In order to accomplish reform and recovery, governments and policy makers will ultimately have to be advocates of capitalism, because a case for reform or recovery is a case for the reform or recovery of a capitalist economy. That a case for reform and recovery is a case for capitalism ought not to be left as an inference. Governments should and will have to present the argument. They will have to persuade the public that this beast can be put to work for the good of the general population. This needs spelling out because it is not obvious and cannot be taken for granted. Governments, policy makers and central bankers who have been cultivating trust and goodwill with their publics for some time will be able to do this much better than others. For the rest, now would be a good time to start cultivating trust and goodwill rather than squandering whatever little reserves they have. This will require picking and choosing which battles to fight and which to let go. Trump’s tussle with and then suspension of funding to the WHO is helping nobody.

Making this case will require good judgement, diplomacy and leadership. As someone pointed out to me once, there is a world of difference between leaders and people who find themselves in positions of leadership. The two groups might not overlap. Leaders listen and truly care about those under their care. Even people who find themselves in positions of leadership but had pursued those positions out of personal ambition rather than the desire to serve the public will find that listening will take them a long way, even if they can’t bring themselves to truly care about the public. They can also look around themselves for plenty of examples of decent leadership, as in New York state with Andrew Cuomo, Jacinda Ardern in New Zealand, and Antonio Guterres at the UN.

A failure to make the case will undermine the ability of governments, political leaders, central bankers and policy makers to ensure recovery and achieve reform. Intelligence, fancy models (however good at forecasting), personality, threat of force and violence, social and technical means of control – all will be undermined. The case must be made, repeatedly if necessary. Arguments must be put forth and debate must continue. The case will become sharper in the process. Governments, like anyone trying to make a case in front of an audience, must not ask too much of their public and must at the same time refrain from asking too little. They must, as Keynes put it, go for “reasoned experiment within the framework of the existing social system.” Governments must experiment, persuade with confidence, and fully commit to the process and practice of “feeling your way by trial and error.”

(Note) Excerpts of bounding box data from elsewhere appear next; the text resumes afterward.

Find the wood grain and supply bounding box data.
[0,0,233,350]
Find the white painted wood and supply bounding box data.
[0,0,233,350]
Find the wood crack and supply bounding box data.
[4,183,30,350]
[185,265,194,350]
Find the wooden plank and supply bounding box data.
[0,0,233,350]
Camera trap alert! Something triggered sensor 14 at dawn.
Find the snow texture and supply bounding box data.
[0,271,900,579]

The challenge is of a fundamental nature: solving the economic problem, or the problem of material provisioning, and its sub-problems of mobilizing human energy, production and distribution — all at a time when the sort of mobility to which we are accustomed is compromised. In the final analysis, governments which will be able bring together warring parties to focus productive and allocative energies in the system, will be governments which will have made the case for capitalism reasonably successfully. In turn governments which will have made the case for capitalism will be governments which will have employed an economics up to the task at hand.

Such an economics would be an effective means of persuasion by virtue of being deadly honest, without pretensions of foreknowledge. It would see policy as an improvisational, open ended, exploratory, imaginative and creative exercise rather than as levers on a machine. At the same time, there must be acceptance of the limits of social science, namely that “social science can do little, if anything, to help resolve the structural tensions and contradictions underlying the economic and social disorders of the day”. Yet, this acceptance is exactly what will make economics more ambitious and powerful.

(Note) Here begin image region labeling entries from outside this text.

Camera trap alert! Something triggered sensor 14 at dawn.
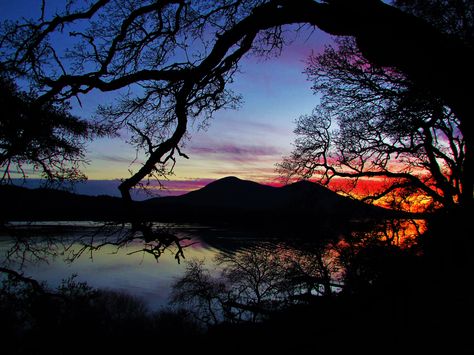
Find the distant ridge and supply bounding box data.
[142,177,393,221]
[0,176,394,224]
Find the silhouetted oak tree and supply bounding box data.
[279,39,469,211]
[0,0,474,206]
[0,75,100,182]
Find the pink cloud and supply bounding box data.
[190,144,279,158]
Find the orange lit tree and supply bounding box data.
[0,0,474,209]
[279,39,466,211]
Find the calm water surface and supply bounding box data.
[0,222,230,309]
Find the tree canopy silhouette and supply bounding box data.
[279,39,469,208]
[0,75,100,182]
[0,0,474,206]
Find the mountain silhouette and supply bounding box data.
[0,177,392,224]
[142,177,392,221]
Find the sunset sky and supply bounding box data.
[0,0,330,194]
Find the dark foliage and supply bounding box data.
[0,73,100,182]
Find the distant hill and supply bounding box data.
[0,185,126,221]
[0,177,392,224]
[141,177,393,222]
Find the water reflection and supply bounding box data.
[0,222,221,309]
[0,220,426,312]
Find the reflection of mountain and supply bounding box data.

For all of capitalism’s failures, governments will have to be the devil’s advocate without shying away from the reality of its repulsive underbelly, whether they like it or not. They will have to acknowledge both the beauty and brutality of capitalism. And they will have to employ an economics which is without sentimentality but not without sentiment, and certainly not without humanity.

(The two quotes are from Keynes’s letter to FDR from 1933. Collected Writings, Vol. 21, pages 289 and 295. The point made in the third paragraph of this post also relies heavily on the points made by Keynes in the same letter.)